SBA honors Veterans, their entrepreneurial spirit
By Seth Goodall
Small Business Administration New England Regional Administrator
Across America, there are thousands of Veterans and transitioning servicemembers looking to start their own businesses. These men and women are proven leaders.
Each year, more than 250,000 servicemembers transition out of the military. Veterans possess the unique skills, experience, leadership and drive make them well suited to start businesses and create jobs in their communities.
Today, there are approximately 2.5 million Veteran-owned businesses employing nearly 6 million individuals. In the private sector workforce, Veterans are more likely than those with no active-duty military experience to be self-employed.
At the U.S. Small Business Administration and the Vermont District Office, we are committed to ensuring Veterans have access to the capital, counseling and federal contracting opportunities they need to start, build and grow successful small businesses.

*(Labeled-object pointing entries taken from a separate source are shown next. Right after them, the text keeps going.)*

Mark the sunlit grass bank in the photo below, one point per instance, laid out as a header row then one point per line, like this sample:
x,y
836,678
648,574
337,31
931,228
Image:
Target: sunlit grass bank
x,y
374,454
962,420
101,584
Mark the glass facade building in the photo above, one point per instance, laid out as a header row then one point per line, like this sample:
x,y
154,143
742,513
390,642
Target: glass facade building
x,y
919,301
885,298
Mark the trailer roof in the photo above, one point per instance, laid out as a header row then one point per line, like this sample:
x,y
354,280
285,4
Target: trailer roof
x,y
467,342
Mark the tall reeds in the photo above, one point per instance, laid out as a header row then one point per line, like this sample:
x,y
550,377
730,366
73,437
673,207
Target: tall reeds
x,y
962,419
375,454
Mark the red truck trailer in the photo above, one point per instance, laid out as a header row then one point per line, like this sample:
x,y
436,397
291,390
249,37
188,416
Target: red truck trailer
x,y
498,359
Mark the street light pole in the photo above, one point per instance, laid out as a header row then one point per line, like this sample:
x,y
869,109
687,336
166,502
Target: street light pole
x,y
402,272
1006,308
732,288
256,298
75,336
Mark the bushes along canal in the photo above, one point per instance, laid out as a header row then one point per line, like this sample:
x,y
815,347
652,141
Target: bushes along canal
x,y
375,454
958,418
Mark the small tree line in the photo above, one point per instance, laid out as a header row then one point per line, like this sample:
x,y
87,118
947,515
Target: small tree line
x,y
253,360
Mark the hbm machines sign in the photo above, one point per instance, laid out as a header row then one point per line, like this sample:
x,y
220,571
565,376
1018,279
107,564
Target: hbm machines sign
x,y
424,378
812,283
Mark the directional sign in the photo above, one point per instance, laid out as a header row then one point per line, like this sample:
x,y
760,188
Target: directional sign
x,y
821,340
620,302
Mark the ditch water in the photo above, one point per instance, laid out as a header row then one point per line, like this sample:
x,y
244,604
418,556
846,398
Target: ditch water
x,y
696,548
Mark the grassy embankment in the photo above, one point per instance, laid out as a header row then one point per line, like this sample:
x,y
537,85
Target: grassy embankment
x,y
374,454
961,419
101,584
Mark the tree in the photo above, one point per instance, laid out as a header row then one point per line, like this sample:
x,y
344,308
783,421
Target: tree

In Fiscal Year 2013, SBA supported more than $1.8 billion in lending to more than 3,000 Veteran-owned small businesses and eight percent of the Vermont District Office’s loans were made to Veterans. As part of our partnership with the lending community, SBA is working with the top national, regional and community lenders to collectively increase lending activity to Veterans by five percent per year for the next five years through the SBA Veteran Pledge Initiative.
SBA also offers special assistance to small businesses owned by or employing activated Reserve and National Guard members. For example, military reservist business owners and companies employing a military reservist in a key position may qualify for SBA’s Military Reservist Economic Injury Disaster Loan program when an active duty call-up results in a financial hardship on the business.
The SBA also provides counseling for small businesses looking to take their business to the next level. Research shows small businesses with a counselor experience see increased sales and longevity and have hired more workers. SBA supports a nationwide network of Veteran Business Opportunity Centers, along with SBA’s other resource partners, providing business counseling and training. In 2013, with our resource partner network, SBA has trained and counseled more than 107,000 Veteran business owners to date.
SBA also connects Veteran-owned small businesses with federal contracts. Veteran-owned small businesses were awarded more than $12.2 billion in federal contracting in FY 2012. For the first time, the federal government exceeded the three percent goal to contract with Service Disabled Veteran-Owned Small Businesses.
The Vermont District Office’s Veteran Business Officer, Chris Herriman, continues to work day-in and day-out to reaching out to Veterans. Herriman ensures Veterans are aware of the SBA tools and resources that can assist start and grow a business. The SBA has increased outreach via Veteran-focused events and training programs, including Veteran Women Igniting the Spirit of Entrepreneurship. It provides business assistance to female Veterans wanting to start or grow a small business.
After World War II, Veterans helped reshape the American economy. They contributed to one of the longest periods of economic growth U.S. history. At the SBA, we know that with the right tools and opportunities, Veterans can continue to build our economy for the long-term.